So me and Jacob were talking and we decided that we need a definite meeting location and time. How about 5 on Thursday afternoon? In the main range, right side of the room, on the bail all the way in the back? That will be a place we can all find, and not a lot of people will want to practice there, so we should be able to take it. Any objections to time and place? Who is planning on coming if we do have a meeting?


----------



## N7709K (Dec 17, 2008)

Bale 46, if i'm not mistaken

if you can't make it let us know soon


----------



## huntergal111 (Aug 20, 2007)

just found out we don't get there till friday. so guess I'm not gonna be able to


----------



## N7709K (Dec 17, 2008)

hope the practice range has open space before your flight...


----------



## Jared Les (Jun 22, 2008)

Sounds good to me. We should also meet later on like Friday or Saturday night. For the people who don't get there on Thursday.


----------



## huntergal111 (Aug 20, 2007)

that would be a good idea


----------



## Sighting In (Feb 5, 2009)

Jared Les said:


> Sounds good to me. We should also meet later on like Friday or Saturday night. For the people who don't get there on Thursday.
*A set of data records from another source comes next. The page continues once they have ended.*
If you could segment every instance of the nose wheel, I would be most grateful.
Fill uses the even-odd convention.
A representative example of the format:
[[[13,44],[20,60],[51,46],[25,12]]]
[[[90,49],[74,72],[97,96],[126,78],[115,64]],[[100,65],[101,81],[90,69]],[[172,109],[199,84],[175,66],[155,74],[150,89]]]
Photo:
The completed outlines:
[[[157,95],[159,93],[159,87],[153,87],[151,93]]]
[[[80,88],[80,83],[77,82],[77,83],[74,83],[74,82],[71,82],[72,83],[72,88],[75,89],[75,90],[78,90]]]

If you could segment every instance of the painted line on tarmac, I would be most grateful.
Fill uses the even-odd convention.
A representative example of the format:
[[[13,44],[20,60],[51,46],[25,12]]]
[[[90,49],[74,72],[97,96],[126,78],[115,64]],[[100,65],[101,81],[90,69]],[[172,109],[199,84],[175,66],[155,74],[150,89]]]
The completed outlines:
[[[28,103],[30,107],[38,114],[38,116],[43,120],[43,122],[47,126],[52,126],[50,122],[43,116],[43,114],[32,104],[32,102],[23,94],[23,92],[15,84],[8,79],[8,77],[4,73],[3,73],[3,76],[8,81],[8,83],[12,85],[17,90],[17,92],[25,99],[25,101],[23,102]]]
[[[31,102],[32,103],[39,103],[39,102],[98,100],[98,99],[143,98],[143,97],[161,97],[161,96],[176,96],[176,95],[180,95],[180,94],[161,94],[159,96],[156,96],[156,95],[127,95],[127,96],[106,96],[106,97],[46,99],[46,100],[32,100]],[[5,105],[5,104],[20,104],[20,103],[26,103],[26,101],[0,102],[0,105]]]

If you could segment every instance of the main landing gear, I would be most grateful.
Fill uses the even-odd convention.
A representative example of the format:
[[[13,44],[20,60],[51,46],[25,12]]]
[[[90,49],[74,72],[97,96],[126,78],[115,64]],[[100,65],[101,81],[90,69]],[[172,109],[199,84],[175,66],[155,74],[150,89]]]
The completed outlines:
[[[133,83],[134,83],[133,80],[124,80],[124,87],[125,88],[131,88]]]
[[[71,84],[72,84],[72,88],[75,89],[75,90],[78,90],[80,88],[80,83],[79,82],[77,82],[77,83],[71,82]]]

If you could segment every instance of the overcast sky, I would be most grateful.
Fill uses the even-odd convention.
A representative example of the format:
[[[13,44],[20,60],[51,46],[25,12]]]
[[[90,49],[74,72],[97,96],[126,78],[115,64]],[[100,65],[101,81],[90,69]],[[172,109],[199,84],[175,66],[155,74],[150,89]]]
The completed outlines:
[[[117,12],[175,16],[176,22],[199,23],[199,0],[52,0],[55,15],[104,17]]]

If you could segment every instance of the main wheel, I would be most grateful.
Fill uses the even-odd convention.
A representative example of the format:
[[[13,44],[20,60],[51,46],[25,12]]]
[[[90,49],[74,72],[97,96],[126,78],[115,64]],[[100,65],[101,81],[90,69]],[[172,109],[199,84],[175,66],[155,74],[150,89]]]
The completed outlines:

Good idea, but I won't be there. My team has dinner together on Friday and I leave for home on Saturday afternoon.


----------



## N7709K (Dec 17, 2008)

we could meet friday after everyone one is done shooting and before i shoot


----------



## need-a-bow (Aug 10, 2010)

Good luck guys. Maybe Ill be there next year if I start practicing and save up the cash.


----------



## bow hunter11 (Dec 7, 2010)

wish i was


----------



## hoytarcherygal (Sep 13, 2010)

Hopefully I will be there next year. Good luck to those that are going this year


----------



## N7709K (Dec 17, 2008)

not a vegas round but i punched out a 59x tonight.. had two shots left to go and dropped that x


----------